The Dark Half - Stephen King [32]
She was looking forward to this.
Clawson wasn't even on a low rung of a corporate—law ladder. As of now, he wasn't on the ladder at all. Like all the law students she had ever met (mostly as tenants; she had certainly never fucked any in what she now thought of as her 'other life'), he was composed chiefly of high aspirations and low funds, both of them floating on a generous cushion of bullshit. Dodie did not, as a rule, confuse any of these elements. Failing for a law student's line of bull was, in her mind, as bad as turning a trick for free. Once you started in with behavior like that, you might as well hang up your jock.
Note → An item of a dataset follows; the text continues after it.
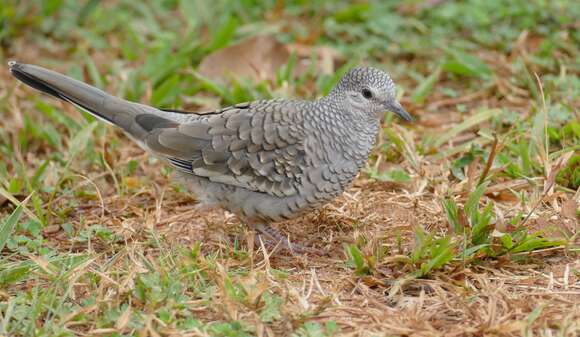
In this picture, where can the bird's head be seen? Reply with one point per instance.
(369, 91)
Figuratively speaking, of course.
Yet Frederick 'Mr Bigshot' Clawson had partially breached her defenses. He had been late with the rent four times in a row and she had allowed this because he had convinced her that in his case the tired old scripture was really the truth (or might come to be): he did have money coming in.
He could not have done this to her if he had claimed Sidney Sheldon was really Robert Ludlum, or Victoria Holt was really Rosemary Rogers, because she didn't give a shit about those people or their — billions of write-alikes. She was into crime novels, and if they were real gutbucket crime novels, so much the better. She supposed there were plenty of people out there who went for the romantic slop and the spy shit, if the Post Sunday best-seller list was any indication, but she had been reading Elmore Leonard for years before he hit the lists, and she had also formed strong attachments for Jim Thompson, David Goodis, Horace McCoy, Charles Willeford, and the rest of those guys. If you wanted it short and sweet, Dodie Eberhart liked novels where men robbed banks, shot each other, and demonstrated how much they loved their women mostly by beating the shit out of them.
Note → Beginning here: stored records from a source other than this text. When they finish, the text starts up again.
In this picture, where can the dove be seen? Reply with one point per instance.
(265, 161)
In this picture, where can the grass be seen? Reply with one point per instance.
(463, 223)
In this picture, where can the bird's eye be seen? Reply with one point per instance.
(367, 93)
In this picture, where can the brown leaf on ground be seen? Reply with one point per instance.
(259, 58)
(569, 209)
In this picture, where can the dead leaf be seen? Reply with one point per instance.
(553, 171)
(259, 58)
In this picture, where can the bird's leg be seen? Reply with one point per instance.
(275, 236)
George Stark, in her opinion, was — or had been — the best of them. She had been a dedicated fan from Machine's Way and Oxford Blues right up to Riding to Babylon, which looked to be the last of them.
The bigshot in the third-floor apartment had been surrounded by notes and Stark novels the first time she came to dun him about the rent (only three days overdue that time, but of course if you gave them an inch they took a mile), and after she had taken care of her business and he had promised to deliver a check to her by noon the following day, she asked him if the collected works of George Stark were now required reading for a career before the bar.
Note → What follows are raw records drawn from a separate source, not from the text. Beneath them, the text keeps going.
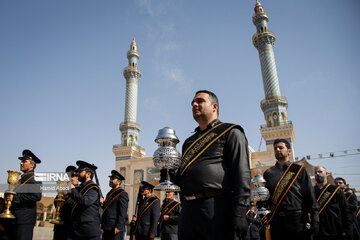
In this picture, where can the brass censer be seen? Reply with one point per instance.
(13, 179)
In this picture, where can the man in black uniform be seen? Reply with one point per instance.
(85, 208)
(352, 203)
(147, 218)
(214, 177)
(115, 209)
(292, 197)
(169, 216)
(24, 203)
(64, 232)
(334, 214)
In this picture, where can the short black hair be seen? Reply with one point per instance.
(91, 173)
(340, 179)
(287, 144)
(213, 98)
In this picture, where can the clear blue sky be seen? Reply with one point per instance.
(62, 90)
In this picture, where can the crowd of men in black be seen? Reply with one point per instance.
(214, 178)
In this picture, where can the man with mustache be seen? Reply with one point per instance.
(214, 177)
(24, 203)
(334, 214)
(85, 208)
(115, 206)
(292, 197)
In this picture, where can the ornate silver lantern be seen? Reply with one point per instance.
(260, 194)
(167, 157)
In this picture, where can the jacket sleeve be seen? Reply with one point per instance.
(155, 215)
(89, 198)
(122, 206)
(237, 155)
(174, 217)
(345, 213)
(30, 197)
(309, 196)
(26, 198)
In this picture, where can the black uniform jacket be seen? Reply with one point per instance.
(115, 214)
(64, 231)
(85, 216)
(24, 204)
(149, 220)
(223, 167)
(335, 218)
(301, 195)
(170, 225)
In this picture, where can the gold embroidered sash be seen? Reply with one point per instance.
(145, 206)
(325, 196)
(202, 143)
(165, 210)
(283, 186)
(83, 192)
'No,' Clawson had said with a bright, cheerful, and utterly predatory smile, 'but they might just finance one.'
It was the smile more than anything else which had hooked her and caused her to pay out line in his case where she had snubbed it brutally tight in all others. She had seen that smile many times before in her own mirror. She had believed then that such a smile could not be faked, and, just for the record, she still believed it. Clawson really had had the goods on Thaddeus Beaumont; his mistake had been believing so confidently that Beaumont would go along with the plans of a Mr Bigshot like Frederick Clawson. And it had been her mistake, too.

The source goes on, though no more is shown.